[2/2] powerpc: Enable ASYM_SMT on interleaved big-core systems

Message ID 1526037444-22876-3-git-send-email-ego@linux.vnet.ibm.com
State Changes Requested
Headers show
Series
  • powerpc: Scheduler optimization for POWER9 bigcores
Related show

Commit Message

Gautham R Shenoy May 11, 2018, 11:17 a.m.
From: "Gautham R. Shenoy" <ego@linux.vnet.ibm.com>

Each of the SMT4 cores forming a fused-core are more or less
independent units. Thus when multiple tasks are scheduled to run on
the fused core, we get the best performance when the tasks are spread
across the pair of SMT4 cores.

Since the threads in the pair of SMT4 cores of an interleaved big-core
are numbered {0,2,4,6} and {1,3,5,7} respectively, enable ASYM_SMT on
such interleaved big-cores that will bias the load-balancing of tasks
on smaller numbered threads, which will automatically result in
spreading the tasks uniformly across the associated pair of SMT4
cores.

Signed-off-by: Gautham R. Shenoy <ego@linux.vnet.ibm.com>
---
 arch/powerpc/kernel/smp.c | 2 +-
 1 file changed, 1 insertion(+), 1 deletion(-)

Comments

Michael Neuling May 14, 2018, 3:22 a.m. | #1
On Fri, 2018-05-11 at 16:47 +0530, Gautham R. Shenoy wrote:
> From: "Gautham R. Shenoy" <ego@linux.vnet.ibm.com>
> 
> Each of the SMT4 cores forming a fused-core are more or less
> independent units.
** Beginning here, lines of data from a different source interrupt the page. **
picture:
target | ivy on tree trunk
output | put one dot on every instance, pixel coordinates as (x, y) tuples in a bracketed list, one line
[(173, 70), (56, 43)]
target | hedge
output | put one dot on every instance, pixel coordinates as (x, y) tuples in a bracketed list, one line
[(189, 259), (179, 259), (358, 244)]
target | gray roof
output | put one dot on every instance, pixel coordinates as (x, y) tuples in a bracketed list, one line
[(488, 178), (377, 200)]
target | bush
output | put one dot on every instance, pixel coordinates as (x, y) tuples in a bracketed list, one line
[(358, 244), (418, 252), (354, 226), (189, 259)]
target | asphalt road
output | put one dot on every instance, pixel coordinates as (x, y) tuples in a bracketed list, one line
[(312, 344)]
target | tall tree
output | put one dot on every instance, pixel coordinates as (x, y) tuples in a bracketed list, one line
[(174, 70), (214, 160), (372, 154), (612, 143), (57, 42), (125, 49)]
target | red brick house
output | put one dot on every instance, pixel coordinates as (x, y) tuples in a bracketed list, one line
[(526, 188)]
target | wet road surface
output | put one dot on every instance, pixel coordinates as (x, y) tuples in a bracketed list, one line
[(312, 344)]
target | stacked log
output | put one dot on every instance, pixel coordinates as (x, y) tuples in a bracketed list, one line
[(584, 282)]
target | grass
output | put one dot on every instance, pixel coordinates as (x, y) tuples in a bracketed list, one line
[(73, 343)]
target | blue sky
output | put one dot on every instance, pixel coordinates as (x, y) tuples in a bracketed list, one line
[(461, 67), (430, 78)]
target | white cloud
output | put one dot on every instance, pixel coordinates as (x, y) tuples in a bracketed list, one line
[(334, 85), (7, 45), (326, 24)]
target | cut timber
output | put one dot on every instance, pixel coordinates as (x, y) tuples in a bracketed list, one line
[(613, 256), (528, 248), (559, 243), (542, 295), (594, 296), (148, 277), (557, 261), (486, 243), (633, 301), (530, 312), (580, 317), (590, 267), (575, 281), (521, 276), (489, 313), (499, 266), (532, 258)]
Thus when multiple tasks are scheduled to run on
> the fused core, we get the best performance when the tasks are spread
> across the pair of SMT4 cores.
> 
> Since the threads in the pair of SMT4 cores of an interleaved big-core
> are numbered {0,2,4,6} and {1,3,5,7} respectively, enable ASYM_SMT on
> such interleaved big-cores that will bias the load-balancing of tasks
> on smaller numbered threads, which will automatically result in
> spreading the tasks uniformly across the associated pair of SMT4
> cores.
> 
> Signed-off-by: Gautham R. Shenoy <ego@linux.vnet.ibm.com>
> ---
>  arch/powerpc/kernel/smp.c | 2 +-
>  1 file changed, 1 insertion(+), 1 deletion(-)
> 
> diff --git a/arch/powerpc/kernel/smp.c b/arch/powerpc/kernel/smp.c
> index 9ca7148..0153f01 100644
> --- a/arch/powerpc/kernel/smp.c
> +++ b/arch/powerpc/kernel/smp.c
> @@ -1082,7 +1082,7 @@ static int powerpc_smt_flags(void)
>  {
>  	int flags = SD_SHARE_CPUCAPACITY | SD_SHARE_PKG_RESOURCES;
>  
> -	if (cpu_has_feature(CPU_FTR_ASYM_SMT)) {
> +	if (cpu_has_feature(CPU_FTR_ASYM_SMT) || has_interleaved_big_core) {

Shouldn't we just set CPU_FTR_ASYM_SMT and leave this code unchanged?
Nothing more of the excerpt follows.